Some claimants, in addition to being ignorant about a concept like opportunity cost, are also not familiar with some of the basic rules, or regulations, by which the insurance business should be conducted as is required by law. Rule 135 deals specifically with the payment of claims. It says:

(1) "Payment of claims shall be made with unavoidable (sic) delay if (a) the insured event has been proved; b) liability under the policy has been agreed; c) the amount payable by the insurer agreed; and) the entitlement of the claimant to receive payment has been established.

(2) "All monies payable under the contract ... shall be paid by the insurer within 30 days after it has received proof of claim;

(3) When the payment of the claim is delayed more than two months, the insurer shall pay interest on the cash sum due;

(4) The two-month period runs from the date of the happening of the insured event and interest shall be calculated at the relevant market rate from the end of the two-month period until the actual date of the payment."

 

THE NEW LAW

 

State governments in the United States have enacted prompt payment laws. These laws impose interest penalties when insurers fail to make prompt payments. Illinois is one example of a state that has done this.

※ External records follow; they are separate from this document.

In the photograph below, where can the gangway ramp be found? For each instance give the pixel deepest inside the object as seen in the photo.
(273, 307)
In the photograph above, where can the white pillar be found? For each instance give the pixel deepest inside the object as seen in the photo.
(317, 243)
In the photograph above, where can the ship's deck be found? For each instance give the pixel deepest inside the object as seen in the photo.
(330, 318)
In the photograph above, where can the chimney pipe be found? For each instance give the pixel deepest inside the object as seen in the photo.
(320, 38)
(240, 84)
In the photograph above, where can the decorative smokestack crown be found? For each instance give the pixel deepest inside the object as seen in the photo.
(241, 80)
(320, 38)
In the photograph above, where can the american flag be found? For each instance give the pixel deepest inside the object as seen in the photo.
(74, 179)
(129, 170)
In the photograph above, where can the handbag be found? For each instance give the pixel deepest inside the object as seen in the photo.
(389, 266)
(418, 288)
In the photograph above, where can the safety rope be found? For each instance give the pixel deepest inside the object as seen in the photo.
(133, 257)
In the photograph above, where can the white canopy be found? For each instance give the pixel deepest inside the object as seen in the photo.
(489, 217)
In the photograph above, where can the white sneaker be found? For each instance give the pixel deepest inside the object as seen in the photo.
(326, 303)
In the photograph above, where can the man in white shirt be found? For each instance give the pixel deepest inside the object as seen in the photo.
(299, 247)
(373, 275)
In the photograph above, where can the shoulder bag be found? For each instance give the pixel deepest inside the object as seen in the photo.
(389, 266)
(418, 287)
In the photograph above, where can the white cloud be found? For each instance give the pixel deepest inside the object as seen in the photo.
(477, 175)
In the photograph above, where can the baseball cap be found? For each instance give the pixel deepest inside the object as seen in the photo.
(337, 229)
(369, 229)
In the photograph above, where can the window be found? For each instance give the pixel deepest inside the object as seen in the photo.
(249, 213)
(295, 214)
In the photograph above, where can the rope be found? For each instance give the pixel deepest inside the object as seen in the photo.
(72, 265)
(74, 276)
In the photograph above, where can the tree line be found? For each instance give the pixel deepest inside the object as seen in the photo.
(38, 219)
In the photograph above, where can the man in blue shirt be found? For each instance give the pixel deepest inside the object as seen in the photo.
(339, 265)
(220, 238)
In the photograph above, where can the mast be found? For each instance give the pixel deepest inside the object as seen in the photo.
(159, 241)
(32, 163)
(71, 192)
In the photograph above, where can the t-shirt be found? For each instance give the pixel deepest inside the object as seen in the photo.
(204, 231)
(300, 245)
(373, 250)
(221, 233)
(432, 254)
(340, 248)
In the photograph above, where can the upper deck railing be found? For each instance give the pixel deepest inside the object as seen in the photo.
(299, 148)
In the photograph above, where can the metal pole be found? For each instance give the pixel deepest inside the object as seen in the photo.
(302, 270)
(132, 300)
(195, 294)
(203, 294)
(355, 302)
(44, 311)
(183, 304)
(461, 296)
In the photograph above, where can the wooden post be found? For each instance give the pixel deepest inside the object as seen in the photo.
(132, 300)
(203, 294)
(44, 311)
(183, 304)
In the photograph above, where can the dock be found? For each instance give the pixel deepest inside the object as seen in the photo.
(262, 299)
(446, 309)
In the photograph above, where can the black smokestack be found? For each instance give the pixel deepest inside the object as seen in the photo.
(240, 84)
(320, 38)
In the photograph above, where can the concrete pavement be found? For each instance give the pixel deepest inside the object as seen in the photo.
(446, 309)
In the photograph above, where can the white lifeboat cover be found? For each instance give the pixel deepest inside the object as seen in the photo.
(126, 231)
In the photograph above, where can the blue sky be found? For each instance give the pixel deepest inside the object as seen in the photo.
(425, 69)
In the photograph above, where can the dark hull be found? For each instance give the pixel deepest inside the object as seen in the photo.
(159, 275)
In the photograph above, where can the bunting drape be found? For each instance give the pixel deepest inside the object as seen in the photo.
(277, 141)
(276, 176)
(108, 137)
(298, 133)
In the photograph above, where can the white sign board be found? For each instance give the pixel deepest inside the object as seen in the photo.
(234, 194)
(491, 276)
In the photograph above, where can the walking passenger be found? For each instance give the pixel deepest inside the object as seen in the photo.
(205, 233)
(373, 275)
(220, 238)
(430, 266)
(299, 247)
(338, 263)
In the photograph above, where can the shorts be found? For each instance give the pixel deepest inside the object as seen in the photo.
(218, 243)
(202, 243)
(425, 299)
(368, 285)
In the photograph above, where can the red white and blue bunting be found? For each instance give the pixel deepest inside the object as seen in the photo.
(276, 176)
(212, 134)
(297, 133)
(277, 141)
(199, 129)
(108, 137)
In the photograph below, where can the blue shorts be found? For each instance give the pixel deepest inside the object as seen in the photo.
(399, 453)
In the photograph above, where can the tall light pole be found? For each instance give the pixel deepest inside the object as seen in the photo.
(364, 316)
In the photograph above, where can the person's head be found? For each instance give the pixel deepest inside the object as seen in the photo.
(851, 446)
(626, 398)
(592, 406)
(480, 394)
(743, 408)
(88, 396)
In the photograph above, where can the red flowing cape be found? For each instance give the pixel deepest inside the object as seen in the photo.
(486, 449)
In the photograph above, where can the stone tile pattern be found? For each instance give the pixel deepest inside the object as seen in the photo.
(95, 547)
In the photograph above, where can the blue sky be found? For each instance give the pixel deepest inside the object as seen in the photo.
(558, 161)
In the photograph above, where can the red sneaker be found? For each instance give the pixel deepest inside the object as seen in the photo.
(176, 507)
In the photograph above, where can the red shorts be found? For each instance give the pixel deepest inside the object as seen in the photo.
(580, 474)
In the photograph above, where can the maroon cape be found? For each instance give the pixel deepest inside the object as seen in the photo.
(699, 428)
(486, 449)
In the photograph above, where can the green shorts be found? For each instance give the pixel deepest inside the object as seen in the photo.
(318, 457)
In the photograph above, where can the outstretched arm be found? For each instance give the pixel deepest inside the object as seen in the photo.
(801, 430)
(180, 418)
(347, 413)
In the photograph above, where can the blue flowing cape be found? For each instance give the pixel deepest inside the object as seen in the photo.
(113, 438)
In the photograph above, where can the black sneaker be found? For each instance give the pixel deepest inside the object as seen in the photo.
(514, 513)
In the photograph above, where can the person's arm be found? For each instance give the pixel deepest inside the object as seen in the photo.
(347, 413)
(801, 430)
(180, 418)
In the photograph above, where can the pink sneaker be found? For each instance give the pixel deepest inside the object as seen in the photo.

Sidley, a 100-year old legal firm with operations around the world, wrote on May 11, 2016, about the passing in the United Kingdom of an Enterprise Bill during that month. The new law, according to the firm, "contains a provision that will require insurers to pay claims within a reasonable time".

This, they say, "opens the way for a policyholder to claim compensation for losses resulting from an insurer's delay, in addition to any interest owed on the claim amount. Policyholders do not currently have this right due to a controversial rule of English insurance law that classifies insurance payments themselves as damages (which are not subject to further damages for late payment) rather than contractual obligations. The new provision will bring insurance law into line with general contract law on this issue".

In late 2015, I attended a lecture on medical ethics in one of the new lecture rooms in the ultra-modern Law Faculty of the University of the West Indies. This was the closest that I came to attending law school!

In spite of this, as a non-lawyer, I am very confident that the reasons that I have shared provide evidence that there are good reasons your claim against the third party's insurer should include a provision for the interest that you would have earned if you did not have to dip into your savings to fund the policy excess of $100,000.

Giving up $1,250 calculated at a nominal interest rate of five per cent per annum to the third-party insurers does not make sense when one bank is reportedly charging $385 to change a $5,000 bill into smaller units of currency.